What does this have to do with “me”?

When we observe the workings of the mind, we quickly discover that the mind’s storytelling about “me” involves perpetually recognizing things. The mind observes something in the world and recognizes the phenomenon it sees as “what I like,” “what I don’t like,” an event that “means or implies something about me,” and so on. If there’s recognition, then there are stored representations of what we recognize already present in the brain. If there are stored representations that are helping us recognize something, then we are remembering.

Recognition and remembering are the fabric of the stories that the mind weaves about “me.” And both are of the past. Thus, any present experience “I” seem to have as “me” is really only a remembering. “I,” “me,” and “mine” exist nowhere but in memory, in stored representations of the past, that are presently remembered in the mental activity called thinking.

Photography by Timur Zhansultanov

Conclusion: True Presence Implies “Your” Absence 

Thus, all we see when we observe the operations of the mind is various kinds of remembering. The mind has to remember the sense of being an independent long-lasting separate entity because such a sense is never our present experience; if there is a sense of “me,” “my” and “mine” arising right now, then that sense is being generated by remembering based on “how I was” in the past.

Therefore, if I have a sense of “my” presence as a “me,” then I am really remembering the past and misinterpreting that as an experience of the present. In this sense, the only present reality is the absence of “me,” because for “me” to have a sense of being here as a “me,” I must be remembering.

Presence implies “my” absence. When we are truly present, it is not as a separate self, but as the forgetting of the sense of self we reaped from the fields of the past. What we truly are is not a dead idea of a former state; we are the living, vibrancy of this moment. And it is a moment that, prior to remembering, is empty of “me” as an apparently separate being and full of an unspeakable sense of nondual unity.

Forgetting “Myself” Reveals Our True Presence

The shocking conclusion to our adventure through time through remembering then is this:

Only when I forget “myself” can I be truly present, not as “me,” but as that which is prior to the arising of a sense of “me” through remembering.

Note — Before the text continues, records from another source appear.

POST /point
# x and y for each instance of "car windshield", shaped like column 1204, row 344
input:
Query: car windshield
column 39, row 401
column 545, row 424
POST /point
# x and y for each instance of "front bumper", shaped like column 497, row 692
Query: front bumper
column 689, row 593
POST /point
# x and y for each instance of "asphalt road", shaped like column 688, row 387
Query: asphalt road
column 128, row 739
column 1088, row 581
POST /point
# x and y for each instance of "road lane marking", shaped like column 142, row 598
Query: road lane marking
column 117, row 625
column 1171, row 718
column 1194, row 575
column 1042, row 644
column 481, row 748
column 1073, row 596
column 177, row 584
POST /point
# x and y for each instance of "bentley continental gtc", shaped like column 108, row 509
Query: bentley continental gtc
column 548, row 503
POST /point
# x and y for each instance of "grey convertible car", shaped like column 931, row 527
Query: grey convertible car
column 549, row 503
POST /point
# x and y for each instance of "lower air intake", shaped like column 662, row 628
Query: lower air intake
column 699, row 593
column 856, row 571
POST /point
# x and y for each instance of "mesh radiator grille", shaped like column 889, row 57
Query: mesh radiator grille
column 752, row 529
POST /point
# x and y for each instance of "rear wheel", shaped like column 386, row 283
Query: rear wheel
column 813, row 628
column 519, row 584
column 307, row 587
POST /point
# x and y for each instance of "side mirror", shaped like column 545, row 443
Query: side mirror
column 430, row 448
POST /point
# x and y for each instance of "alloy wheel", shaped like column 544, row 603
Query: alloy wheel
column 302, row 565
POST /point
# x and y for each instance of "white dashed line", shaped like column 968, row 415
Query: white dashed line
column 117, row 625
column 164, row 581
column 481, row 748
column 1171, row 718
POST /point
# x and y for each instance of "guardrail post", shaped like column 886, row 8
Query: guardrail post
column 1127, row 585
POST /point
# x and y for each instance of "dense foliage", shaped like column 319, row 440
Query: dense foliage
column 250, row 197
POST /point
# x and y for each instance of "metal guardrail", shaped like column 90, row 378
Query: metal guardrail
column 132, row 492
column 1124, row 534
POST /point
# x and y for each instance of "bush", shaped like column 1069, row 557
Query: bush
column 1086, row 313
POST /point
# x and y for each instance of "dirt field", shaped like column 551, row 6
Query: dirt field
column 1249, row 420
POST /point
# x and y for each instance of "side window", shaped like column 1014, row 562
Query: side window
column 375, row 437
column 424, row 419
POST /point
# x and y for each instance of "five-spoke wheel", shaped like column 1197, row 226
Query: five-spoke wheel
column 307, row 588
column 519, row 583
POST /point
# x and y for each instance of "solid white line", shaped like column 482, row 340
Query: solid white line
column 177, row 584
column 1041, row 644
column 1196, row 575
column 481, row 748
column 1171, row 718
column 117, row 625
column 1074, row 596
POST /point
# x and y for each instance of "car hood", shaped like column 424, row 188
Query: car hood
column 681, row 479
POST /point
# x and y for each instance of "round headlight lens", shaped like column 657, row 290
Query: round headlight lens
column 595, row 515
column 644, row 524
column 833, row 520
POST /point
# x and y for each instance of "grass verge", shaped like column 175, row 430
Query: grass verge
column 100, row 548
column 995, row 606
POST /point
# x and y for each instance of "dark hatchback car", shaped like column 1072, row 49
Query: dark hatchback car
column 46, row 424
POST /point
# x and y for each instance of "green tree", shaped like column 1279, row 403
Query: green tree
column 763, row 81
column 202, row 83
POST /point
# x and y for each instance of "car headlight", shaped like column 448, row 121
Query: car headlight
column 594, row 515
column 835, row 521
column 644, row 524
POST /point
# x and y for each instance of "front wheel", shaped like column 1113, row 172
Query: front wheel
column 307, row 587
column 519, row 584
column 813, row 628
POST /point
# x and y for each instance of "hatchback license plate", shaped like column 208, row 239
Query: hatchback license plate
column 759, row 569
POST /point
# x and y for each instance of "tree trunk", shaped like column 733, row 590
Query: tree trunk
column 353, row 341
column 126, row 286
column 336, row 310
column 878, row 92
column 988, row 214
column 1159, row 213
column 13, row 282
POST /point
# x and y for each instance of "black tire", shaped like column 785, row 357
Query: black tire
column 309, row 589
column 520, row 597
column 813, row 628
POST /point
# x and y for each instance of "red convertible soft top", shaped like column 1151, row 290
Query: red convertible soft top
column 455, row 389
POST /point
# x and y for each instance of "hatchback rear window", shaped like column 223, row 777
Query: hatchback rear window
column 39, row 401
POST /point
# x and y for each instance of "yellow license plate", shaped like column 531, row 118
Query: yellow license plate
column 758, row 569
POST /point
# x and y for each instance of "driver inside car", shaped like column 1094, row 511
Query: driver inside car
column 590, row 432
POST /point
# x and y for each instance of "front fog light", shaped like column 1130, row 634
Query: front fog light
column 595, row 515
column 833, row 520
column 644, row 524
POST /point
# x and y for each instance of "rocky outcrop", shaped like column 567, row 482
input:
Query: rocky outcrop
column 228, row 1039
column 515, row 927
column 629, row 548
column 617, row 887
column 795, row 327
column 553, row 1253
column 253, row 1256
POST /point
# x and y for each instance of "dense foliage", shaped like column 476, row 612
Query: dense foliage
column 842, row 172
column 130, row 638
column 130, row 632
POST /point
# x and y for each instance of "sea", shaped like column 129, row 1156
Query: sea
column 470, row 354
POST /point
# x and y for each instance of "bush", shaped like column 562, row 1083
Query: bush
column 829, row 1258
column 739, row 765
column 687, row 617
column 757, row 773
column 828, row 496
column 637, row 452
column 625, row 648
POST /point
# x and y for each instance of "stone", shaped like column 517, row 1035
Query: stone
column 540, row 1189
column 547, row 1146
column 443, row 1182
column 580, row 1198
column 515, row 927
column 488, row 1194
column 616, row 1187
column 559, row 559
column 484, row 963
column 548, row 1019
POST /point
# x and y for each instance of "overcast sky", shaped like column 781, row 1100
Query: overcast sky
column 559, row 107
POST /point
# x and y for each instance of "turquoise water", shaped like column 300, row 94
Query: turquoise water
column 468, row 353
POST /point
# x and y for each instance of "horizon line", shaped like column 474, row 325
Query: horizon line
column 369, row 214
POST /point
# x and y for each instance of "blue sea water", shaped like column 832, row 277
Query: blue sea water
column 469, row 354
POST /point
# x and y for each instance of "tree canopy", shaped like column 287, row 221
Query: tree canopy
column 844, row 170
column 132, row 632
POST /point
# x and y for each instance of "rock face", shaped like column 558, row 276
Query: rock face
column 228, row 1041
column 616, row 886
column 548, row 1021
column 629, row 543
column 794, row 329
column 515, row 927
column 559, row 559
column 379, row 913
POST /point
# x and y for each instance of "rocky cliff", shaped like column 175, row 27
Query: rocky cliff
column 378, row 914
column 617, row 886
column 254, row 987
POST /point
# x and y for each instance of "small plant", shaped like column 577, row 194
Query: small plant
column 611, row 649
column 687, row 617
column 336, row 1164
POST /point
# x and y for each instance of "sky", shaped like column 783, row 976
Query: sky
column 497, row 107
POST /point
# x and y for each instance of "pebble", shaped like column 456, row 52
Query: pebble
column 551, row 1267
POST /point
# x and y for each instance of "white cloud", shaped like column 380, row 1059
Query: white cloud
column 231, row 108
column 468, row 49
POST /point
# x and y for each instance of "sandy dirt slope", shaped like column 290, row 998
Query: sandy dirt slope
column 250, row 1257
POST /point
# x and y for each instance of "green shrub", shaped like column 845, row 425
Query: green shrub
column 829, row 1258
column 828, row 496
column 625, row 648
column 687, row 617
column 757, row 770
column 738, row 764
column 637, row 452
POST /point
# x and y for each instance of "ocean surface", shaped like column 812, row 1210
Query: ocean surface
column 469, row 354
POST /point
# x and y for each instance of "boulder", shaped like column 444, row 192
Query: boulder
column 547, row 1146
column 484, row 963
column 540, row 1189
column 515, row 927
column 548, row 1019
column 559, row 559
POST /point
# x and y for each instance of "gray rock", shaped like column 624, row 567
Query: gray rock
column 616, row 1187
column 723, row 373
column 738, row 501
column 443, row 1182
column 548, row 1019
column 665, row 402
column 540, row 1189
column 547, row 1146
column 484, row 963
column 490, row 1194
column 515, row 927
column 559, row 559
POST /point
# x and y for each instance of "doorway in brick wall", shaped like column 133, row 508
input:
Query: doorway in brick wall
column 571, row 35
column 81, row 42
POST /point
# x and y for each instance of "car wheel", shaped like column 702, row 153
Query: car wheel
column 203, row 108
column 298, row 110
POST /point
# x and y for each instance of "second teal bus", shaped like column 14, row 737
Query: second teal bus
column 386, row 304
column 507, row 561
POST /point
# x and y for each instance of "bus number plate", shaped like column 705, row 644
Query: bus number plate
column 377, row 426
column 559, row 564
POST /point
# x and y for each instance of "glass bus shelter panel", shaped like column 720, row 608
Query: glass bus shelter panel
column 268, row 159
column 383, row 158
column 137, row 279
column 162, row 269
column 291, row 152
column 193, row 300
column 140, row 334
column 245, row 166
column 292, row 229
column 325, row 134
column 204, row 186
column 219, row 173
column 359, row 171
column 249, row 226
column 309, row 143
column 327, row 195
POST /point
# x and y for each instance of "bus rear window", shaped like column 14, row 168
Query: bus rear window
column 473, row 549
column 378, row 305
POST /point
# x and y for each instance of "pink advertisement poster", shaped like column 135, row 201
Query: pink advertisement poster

What I truly am is not the sense of self I sporadically remember into the present, but the ever-present reality that remains in the silence between the rememberings of “me.” Our true nature is not sporadically remembered, but prior to the creation of the very memories that enable us to remember the imaginary sense of self we take ourselves to be out of the habit of constant remembering.

Soto Zen Master Dogen

What we truly are cannot be remembered; it can only be presently experienced.

Moreover, the greatest apparent paradox of all is that what we truly are can only be presently experienced when we are forgetting the sense of self we take ourselves to be.

When we remember stories about “me,” we are swept up in the activity of mind. Our true nature is prior to all of the activities of mind, prior even to the “story of me,” and the remembered sense of being a separate entity. It is not a story or an experience generated by a memory; it is that in which all memories, stories, imaginings, and appearances arise.

In closing, as the great Zen master Dogen once said,

“To study the Buddha Way is to study the self. To study the self is to forget the self. To forget the self is to be actualized by myriad things. When actualized by myriad things, your body and mind as well as the bodies and minds of others drop away. No trace of enlightenment remains, and this no-trace continues endlessly.”

Remembering “myself” produces the experience of what I’m not; forgetting “myself” enables the experience of what I am.

What remains when I forget to remember the story of “me”? Life free from the bondage of being “my life,” the vast expanse of awareness filled to the brim with the ever-unfolding diversity of a universe liberated from self-centered interpretations.

In thought, this all sounds very complicated, but the good news is that in experience, it is the simplest of all things. What could be simpler than simply being without having to remember anything at all, even your very sense of “yourself“?